John Greenough dies in July of 1791 so he did not see the Revolution complete, just as the operations in Virginia began leading up to the Battle of Yorktown. The Lorings leave this house in 1774. It’s sold and then resold. And then in 1784, after the end of the Revolution, David Stoddard Greenough, the young firebrand son, moves here, and he and his family live happily ever after for 150 years here.
And with that, I wanted to leave plenty of time for questions, but I’ll just stop. I’ll preempt a question, just because some people have already asked me about this. I’d just like to say one word because sometimes I’m asked about this, and that is: How does the Boston Tea Party relate to the modern political Tea Party movement? And my first answer would be to simply say, not at all. And the reason for that is because the people of that time are so different from now. People like John Greenough, if John Greenough appeared among us this evening, his life and his life experience is so different from today, it would be as if he had dropped from a star.

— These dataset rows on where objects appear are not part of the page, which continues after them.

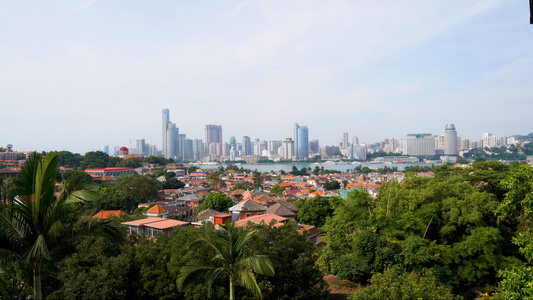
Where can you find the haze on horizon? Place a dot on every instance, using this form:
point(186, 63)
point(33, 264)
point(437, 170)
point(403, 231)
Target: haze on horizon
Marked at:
point(78, 75)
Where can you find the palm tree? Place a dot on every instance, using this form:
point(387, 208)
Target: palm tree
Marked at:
point(29, 223)
point(231, 257)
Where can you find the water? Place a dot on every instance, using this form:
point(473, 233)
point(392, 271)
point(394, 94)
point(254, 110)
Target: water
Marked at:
point(342, 167)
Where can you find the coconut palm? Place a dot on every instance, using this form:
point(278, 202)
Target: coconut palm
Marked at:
point(231, 257)
point(29, 223)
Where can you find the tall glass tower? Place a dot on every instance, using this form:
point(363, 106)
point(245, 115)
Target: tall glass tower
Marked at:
point(450, 140)
point(303, 142)
point(166, 120)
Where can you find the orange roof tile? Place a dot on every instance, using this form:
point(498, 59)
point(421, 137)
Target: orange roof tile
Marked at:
point(104, 214)
point(156, 209)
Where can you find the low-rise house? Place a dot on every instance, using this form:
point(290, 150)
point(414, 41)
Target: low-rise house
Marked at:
point(284, 209)
point(246, 209)
point(105, 214)
point(153, 226)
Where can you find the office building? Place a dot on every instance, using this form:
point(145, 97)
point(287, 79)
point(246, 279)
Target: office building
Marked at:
point(450, 140)
point(165, 120)
point(303, 142)
point(246, 146)
point(421, 144)
point(233, 142)
point(286, 151)
point(141, 147)
point(355, 141)
point(295, 141)
point(314, 146)
point(152, 150)
point(345, 140)
point(172, 141)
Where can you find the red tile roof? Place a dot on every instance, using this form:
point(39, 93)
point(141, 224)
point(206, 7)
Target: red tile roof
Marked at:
point(104, 214)
point(156, 209)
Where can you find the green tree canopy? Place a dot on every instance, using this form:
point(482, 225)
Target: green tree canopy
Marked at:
point(216, 201)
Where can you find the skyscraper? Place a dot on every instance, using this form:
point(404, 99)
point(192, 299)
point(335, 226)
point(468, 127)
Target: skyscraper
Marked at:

Just to give you a couple of examples, it’s not that people aren’t religious today and aren’t deeply religious today, but people in 18th century New England are animated by religion in a way that would be very difficult for us to comprehend.
On the other side of your map, just as another example, one thing I gave you is a Patriot song, or verses, from the time of the Boston Tea Party, and I wanted to point out that the refrain of this song ends:
Bostonians SONS keep up your courage good,
Or Dye, like Martyrs, in fair Free-born Blood.

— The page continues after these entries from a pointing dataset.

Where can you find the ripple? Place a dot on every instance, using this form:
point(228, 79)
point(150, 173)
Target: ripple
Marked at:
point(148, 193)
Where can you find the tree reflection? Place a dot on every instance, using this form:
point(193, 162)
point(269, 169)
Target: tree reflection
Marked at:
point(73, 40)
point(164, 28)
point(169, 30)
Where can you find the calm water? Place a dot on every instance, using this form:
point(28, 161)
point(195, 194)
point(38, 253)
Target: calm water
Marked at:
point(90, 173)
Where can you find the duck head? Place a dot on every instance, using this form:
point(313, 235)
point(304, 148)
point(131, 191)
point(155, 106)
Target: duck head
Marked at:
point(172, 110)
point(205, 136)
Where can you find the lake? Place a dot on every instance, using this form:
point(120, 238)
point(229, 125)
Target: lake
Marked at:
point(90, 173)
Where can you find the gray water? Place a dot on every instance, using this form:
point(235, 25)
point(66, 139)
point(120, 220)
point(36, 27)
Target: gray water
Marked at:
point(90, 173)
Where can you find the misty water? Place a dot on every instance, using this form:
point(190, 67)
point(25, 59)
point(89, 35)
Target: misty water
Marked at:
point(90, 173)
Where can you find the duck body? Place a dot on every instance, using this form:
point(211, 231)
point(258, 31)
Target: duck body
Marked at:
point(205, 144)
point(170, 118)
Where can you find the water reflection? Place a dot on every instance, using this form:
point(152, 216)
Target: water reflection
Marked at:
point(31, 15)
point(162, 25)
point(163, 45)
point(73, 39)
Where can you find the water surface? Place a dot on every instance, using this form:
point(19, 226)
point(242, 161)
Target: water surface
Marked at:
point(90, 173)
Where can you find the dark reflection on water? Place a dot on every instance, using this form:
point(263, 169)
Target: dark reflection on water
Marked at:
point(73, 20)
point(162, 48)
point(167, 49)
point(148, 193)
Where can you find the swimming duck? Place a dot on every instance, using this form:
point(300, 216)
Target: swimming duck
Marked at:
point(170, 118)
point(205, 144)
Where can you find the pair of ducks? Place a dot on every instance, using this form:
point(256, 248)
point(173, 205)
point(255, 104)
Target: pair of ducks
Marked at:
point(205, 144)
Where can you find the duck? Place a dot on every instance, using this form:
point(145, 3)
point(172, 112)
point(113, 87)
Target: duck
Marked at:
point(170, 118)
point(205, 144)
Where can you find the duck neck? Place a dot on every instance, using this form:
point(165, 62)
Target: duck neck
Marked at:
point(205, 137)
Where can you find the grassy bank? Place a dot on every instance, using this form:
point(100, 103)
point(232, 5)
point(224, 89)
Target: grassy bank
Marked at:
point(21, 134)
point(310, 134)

But people are simply animated by causes and a sense of sacrifice that’s largely lacking from our thoughts today.
Now just to contradict myself, like my story did, I would say that there are a number of things in the world around us that do resonate in thinking about the time leading up to the Revolution, that people’s deep concern and alienation from government is as true today among at least some people as it was then. Also the strong feeling held by many people involved in the revolutionary movement that the world is full of dark conspiracies, that if you could just figure how people were manipulating the world to their advantage and your disadvantage, you’d have the secret of this.
In every depiction—this is an exaggeration, but not much—in every depiction, cartoon depiction, of English political life at the time of the Revolution printed here in America, in Boston, many by Paul Revere—most of which he plagiarized and copied, but that’s another story—many of those depictions will show British political figures, and they’re all wearing Scotch bonnets, with pompoms, because there are feathers and hackles in them. There was this feeling that behind the British crown, there was this conspiracy of big men in England who were manipulating the British government for their own personal interest. If Americans could just break through to their peers in England, they would understand our problems and put everything to right.
That’s not the same thing necessarily as what’s happening here, but this deep disturbance within the population and this feeling of alienation from a government that seems distant and unfeeling, those are things that are familiar I think in our lives, or are things we see other people expressing. And perhaps there, there really is some connection.